An ASTREE II Gustatory Fingerprint Analyzer (Alpha MOS, Toulouse, French) was employed to characterize the taste of citrus samples. The instrument was mainly composed of seven liquid cross-sensitive electrodes, an Ag/AgCl reference electrode and a data acquisition system. These seven sensitive electrodes were coated with specific materials that could respond to five different tastes, i.e., bitterness, savory, saltiness, sourness and sweetness. The detailed information for E-tongue sensors is shown in Table S4 (Supplementary Information). Five citrus slices of the same freshness were mixed and homogenized. The juice (20 mL) was diluted to 100 mL with pure water and transferred to a 120-mL beaker for analysis. E-tongue parameters ar as follows: delay 0 s, acquisition duration 120 s, acquisition period 1.0 s, stirring rate 1 r/s. Additionally, all the samples were detected at 20 ± 1 °C.

Statistical analysis

Multivariate statistics was employed to discriminate and predict the freshness of citrus samples by performing principal component analysis (PCA) and discriminant factorial analysis (DFA) model using Alpha Soft software. Both PCA and DFA models were constructed using the most discriminating peaks (those that showed discrimination power ≥ 95%) selected as important compounds that contributed to the discrimination of citrus samples.

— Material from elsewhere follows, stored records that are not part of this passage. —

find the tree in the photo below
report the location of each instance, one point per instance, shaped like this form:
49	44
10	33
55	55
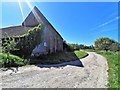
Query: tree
104	43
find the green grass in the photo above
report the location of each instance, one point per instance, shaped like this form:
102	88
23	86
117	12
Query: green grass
8	60
60	57
114	73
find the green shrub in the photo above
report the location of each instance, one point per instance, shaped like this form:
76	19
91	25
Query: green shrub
11	60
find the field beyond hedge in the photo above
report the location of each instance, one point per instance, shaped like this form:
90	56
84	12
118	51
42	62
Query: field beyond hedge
113	63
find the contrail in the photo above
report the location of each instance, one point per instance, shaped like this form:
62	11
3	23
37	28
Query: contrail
34	12
108	22
21	9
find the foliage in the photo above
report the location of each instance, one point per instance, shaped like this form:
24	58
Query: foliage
8	44
8	60
113	63
59	57
106	44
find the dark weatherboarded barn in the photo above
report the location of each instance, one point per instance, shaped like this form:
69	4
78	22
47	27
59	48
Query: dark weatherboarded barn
52	41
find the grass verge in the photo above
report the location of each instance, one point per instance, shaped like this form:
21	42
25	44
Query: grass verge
114	73
58	58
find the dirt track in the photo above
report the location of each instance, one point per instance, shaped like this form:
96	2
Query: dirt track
92	75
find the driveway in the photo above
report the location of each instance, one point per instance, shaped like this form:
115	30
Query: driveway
90	73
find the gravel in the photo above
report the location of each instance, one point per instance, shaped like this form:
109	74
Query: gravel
93	74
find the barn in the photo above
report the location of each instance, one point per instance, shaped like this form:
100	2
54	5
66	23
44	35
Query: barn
52	41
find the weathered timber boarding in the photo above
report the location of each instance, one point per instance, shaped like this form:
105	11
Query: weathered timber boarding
52	41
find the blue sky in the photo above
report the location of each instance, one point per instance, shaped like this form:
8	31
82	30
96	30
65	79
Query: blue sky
81	22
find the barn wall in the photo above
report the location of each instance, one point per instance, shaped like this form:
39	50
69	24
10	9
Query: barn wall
54	41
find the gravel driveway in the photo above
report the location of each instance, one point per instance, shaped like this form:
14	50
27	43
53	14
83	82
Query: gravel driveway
93	74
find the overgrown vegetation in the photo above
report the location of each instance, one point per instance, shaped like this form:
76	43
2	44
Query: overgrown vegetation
59	57
113	63
21	46
8	60
107	44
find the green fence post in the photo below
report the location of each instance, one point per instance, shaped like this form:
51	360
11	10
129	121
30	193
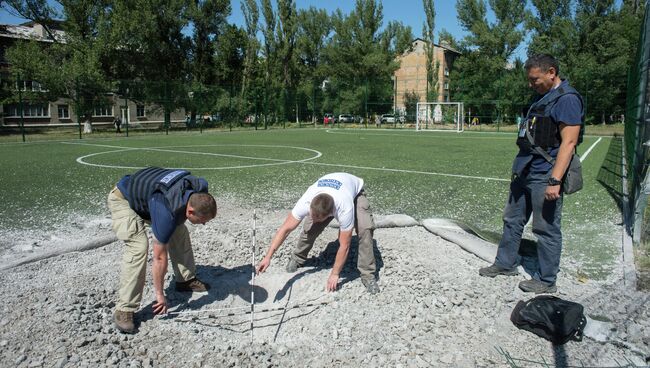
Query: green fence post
77	103
126	110
22	109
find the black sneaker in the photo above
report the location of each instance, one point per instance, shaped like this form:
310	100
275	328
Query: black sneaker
292	266
537	287
371	285
193	286
494	271
124	321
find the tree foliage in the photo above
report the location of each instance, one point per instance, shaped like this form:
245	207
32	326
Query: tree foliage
285	63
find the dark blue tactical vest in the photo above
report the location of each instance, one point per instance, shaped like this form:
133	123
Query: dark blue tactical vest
171	183
539	124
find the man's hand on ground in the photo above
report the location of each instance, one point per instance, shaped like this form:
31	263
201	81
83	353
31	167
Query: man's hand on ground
263	265
160	306
332	282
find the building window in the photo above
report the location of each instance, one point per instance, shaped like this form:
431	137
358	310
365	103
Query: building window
103	111
30	110
29	86
64	112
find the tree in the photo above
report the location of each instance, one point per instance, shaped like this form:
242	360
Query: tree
286	39
251	16
484	73
270	59
357	66
209	23
314	28
428	32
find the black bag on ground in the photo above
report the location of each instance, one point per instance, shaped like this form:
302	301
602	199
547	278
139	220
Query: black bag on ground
552	318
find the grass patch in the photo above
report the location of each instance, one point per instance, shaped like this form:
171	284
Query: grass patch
431	174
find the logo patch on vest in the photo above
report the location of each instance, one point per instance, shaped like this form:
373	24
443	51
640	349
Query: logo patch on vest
330	183
171	176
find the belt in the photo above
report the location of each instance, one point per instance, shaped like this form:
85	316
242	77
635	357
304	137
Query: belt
117	193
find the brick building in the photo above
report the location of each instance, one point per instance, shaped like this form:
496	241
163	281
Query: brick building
412	74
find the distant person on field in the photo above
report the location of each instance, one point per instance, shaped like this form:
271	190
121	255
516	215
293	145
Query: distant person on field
555	120
118	123
162	199
340	196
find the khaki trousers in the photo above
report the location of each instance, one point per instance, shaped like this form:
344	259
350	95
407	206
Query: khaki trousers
364	226
130	228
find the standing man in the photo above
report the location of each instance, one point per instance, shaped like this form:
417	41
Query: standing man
340	196
555	124
163	199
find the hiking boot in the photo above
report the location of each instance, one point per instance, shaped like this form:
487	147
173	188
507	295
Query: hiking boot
194	286
494	271
292	266
124	321
371	285
537	287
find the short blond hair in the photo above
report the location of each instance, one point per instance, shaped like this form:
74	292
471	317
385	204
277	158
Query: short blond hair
204	204
322	205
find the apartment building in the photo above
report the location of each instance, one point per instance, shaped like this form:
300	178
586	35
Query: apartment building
61	112
412	74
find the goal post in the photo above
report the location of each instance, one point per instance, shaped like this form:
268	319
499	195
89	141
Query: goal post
437	116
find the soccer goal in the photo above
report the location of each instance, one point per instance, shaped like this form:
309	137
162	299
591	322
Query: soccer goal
436	116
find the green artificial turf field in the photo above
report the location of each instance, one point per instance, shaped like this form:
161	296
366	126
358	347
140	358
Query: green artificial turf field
462	176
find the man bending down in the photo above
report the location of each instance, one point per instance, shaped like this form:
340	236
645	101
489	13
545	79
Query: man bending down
340	196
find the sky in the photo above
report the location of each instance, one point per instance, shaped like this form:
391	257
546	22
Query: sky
409	12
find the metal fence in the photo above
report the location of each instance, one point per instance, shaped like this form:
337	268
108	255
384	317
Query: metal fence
637	133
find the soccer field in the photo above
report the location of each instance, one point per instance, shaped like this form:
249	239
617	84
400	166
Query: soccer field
461	176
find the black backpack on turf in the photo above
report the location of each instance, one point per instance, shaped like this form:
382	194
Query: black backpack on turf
552	318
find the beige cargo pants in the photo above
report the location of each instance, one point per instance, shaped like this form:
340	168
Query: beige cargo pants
130	228
364	225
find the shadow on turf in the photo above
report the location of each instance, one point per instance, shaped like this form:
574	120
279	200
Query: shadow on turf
609	175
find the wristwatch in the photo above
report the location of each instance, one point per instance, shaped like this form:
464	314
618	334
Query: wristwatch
552	181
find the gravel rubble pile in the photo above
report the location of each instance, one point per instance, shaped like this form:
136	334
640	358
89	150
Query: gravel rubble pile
434	309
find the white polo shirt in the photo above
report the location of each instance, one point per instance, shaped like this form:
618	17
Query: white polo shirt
343	187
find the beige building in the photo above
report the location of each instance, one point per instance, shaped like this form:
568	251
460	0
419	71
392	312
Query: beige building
412	74
61	112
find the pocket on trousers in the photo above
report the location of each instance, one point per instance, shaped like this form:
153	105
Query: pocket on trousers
126	227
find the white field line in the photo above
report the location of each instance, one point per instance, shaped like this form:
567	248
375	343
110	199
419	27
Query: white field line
584	155
445	134
409	171
276	162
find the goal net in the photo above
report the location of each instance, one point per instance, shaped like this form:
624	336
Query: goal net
436	116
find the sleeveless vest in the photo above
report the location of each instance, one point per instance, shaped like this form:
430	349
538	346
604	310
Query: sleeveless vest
545	131
171	183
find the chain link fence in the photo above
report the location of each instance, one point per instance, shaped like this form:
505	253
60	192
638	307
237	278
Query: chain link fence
637	135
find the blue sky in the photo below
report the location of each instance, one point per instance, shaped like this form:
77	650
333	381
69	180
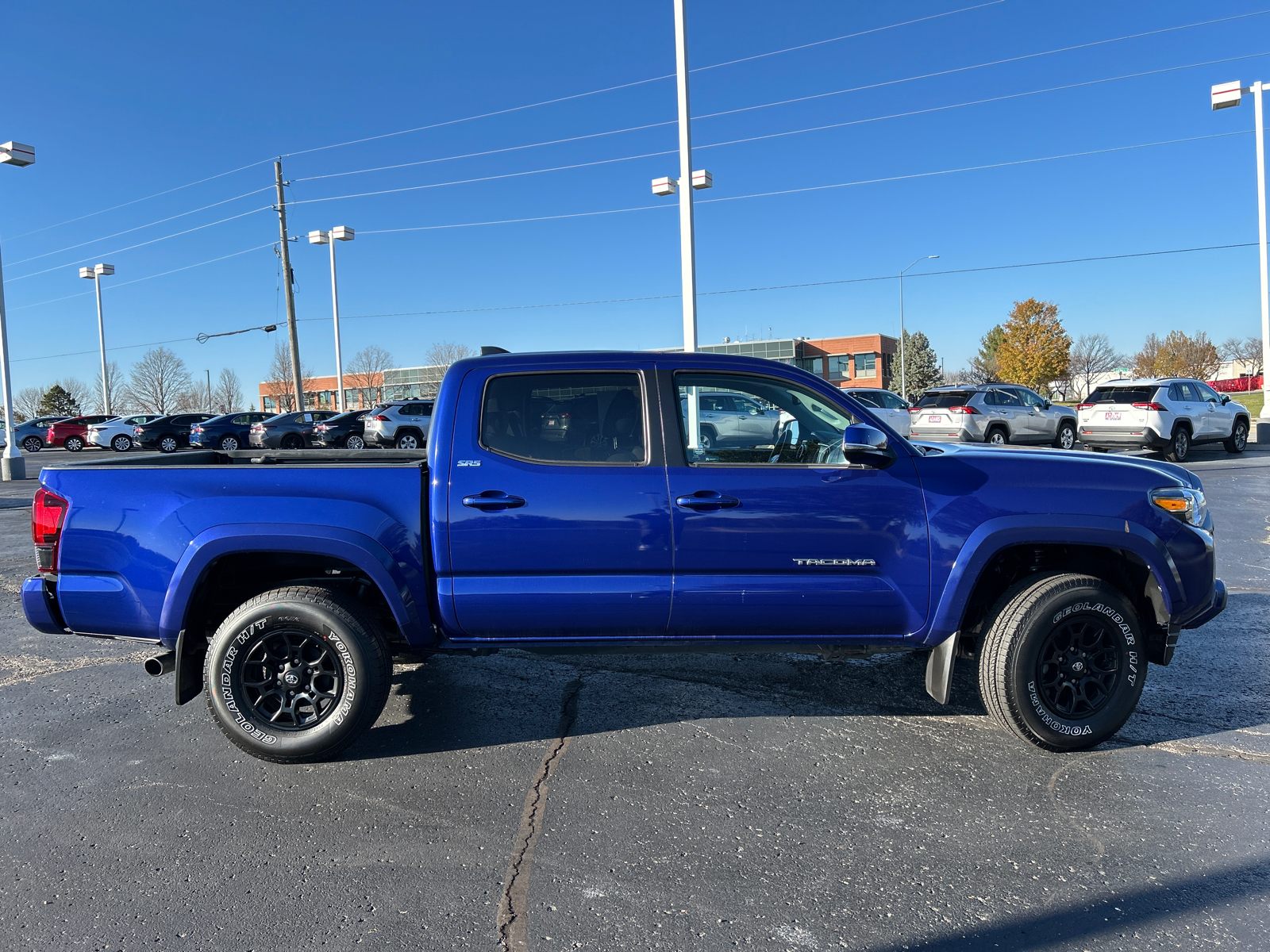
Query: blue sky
149	97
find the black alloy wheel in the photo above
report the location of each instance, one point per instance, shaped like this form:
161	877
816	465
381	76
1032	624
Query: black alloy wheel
1179	448
1238	441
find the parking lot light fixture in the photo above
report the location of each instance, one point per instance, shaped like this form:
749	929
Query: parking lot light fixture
341	232
12	465
1223	97
903	376
95	273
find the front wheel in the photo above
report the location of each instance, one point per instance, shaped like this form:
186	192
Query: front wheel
1238	440
1179	448
296	674
1064	662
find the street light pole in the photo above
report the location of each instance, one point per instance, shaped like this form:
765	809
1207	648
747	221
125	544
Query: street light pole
95	274
341	232
12	465
1225	95
903	374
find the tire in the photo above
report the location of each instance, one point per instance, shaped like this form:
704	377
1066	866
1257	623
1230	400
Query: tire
1179	447
1064	662
264	643
1066	438
1238	440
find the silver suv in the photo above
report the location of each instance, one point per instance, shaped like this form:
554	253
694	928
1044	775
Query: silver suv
400	423
994	413
1170	414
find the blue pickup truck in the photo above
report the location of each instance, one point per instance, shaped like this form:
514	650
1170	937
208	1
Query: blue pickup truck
575	503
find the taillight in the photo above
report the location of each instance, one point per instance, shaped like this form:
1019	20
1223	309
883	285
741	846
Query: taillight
48	514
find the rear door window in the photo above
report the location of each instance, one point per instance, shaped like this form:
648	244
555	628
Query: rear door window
565	418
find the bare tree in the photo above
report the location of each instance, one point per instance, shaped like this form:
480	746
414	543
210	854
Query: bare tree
25	403
1246	351
366	374
228	393
160	382
114	387
1092	355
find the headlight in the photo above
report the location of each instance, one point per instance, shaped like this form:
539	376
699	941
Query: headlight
1187	505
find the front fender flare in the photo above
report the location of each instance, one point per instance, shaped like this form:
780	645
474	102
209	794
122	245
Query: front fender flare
1052	528
333	541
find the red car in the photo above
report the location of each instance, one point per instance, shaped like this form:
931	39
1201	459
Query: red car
73	433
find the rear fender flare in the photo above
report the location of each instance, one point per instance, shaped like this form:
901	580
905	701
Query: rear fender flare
996	535
333	541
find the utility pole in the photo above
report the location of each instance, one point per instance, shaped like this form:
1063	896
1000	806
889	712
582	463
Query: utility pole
292	334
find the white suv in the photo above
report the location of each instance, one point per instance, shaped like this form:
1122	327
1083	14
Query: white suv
400	423
1170	416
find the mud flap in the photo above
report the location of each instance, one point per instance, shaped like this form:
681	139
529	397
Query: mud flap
939	670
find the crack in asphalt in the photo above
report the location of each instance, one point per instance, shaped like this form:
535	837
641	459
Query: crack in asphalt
514	912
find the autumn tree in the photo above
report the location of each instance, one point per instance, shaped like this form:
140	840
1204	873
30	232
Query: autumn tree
1034	348
159	382
921	367
1178	355
1092	355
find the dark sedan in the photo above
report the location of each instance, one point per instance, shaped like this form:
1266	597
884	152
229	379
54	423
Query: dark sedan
342	432
168	433
292	431
225	432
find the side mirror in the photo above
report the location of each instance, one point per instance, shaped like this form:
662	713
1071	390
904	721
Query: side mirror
867	446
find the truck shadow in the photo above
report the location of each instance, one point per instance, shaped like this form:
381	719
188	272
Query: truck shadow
1218	682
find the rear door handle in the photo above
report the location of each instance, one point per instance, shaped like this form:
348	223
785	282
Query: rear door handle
493	501
706	501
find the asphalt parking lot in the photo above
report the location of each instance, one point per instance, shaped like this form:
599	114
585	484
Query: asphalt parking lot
677	803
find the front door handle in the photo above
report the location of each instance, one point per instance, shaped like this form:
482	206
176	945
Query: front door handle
493	501
706	501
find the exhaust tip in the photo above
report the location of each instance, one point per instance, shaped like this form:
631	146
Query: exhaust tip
160	664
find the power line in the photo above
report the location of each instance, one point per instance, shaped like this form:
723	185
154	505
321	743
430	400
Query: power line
704	294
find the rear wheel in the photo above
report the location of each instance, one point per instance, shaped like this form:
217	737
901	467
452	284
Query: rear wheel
1179	447
1238	440
1062	664
298	674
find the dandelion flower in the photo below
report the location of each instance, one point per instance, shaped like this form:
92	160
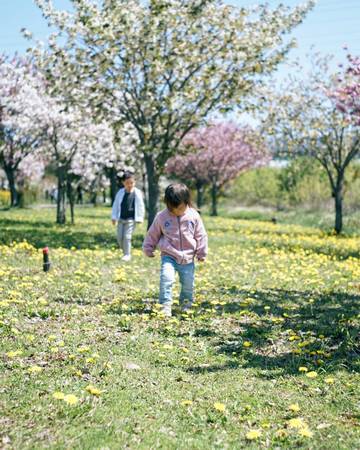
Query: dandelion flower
14	353
294	407
253	434
58	395
34	369
71	399
219	406
305	432
93	390
281	433
186	403
297	423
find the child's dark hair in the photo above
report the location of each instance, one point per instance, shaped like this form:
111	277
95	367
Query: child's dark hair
176	194
128	175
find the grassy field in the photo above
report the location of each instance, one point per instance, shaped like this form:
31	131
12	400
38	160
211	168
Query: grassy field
268	358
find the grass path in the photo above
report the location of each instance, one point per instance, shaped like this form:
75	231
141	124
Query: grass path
268	358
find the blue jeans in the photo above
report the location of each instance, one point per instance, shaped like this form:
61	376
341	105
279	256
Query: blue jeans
167	278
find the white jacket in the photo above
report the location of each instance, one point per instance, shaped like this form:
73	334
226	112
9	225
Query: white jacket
139	205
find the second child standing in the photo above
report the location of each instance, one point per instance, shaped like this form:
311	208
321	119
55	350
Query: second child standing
180	234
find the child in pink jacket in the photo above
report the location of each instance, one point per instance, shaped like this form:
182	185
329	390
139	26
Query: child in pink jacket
179	233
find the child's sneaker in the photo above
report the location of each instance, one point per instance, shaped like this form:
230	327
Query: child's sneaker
166	310
185	307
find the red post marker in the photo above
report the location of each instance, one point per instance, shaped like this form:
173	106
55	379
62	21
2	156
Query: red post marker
46	260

Discrimination was achieved by comparing the distances and pattern discrimination indices between sample groups on a PCA score plot, whereas freshness was predicted by projecting test samples onto the DFA model and recognized by the training samples.

Significance analysis was performed using IBM SPSS 26.0, at a 5% significance level. Graphs were made using Origin 2021.

Metabolomics analysis

Derivatization-GC–MS

Derivatization was carried out according to published guidelines [29]. All of the samples belonging to one cultivar were divided into fresh and stale groups according to previous sensory evaluation in order to find out differential metabolites between the two groups. Six samples were randomly selected from each group for analysis. QC samples were inserted during the experiment.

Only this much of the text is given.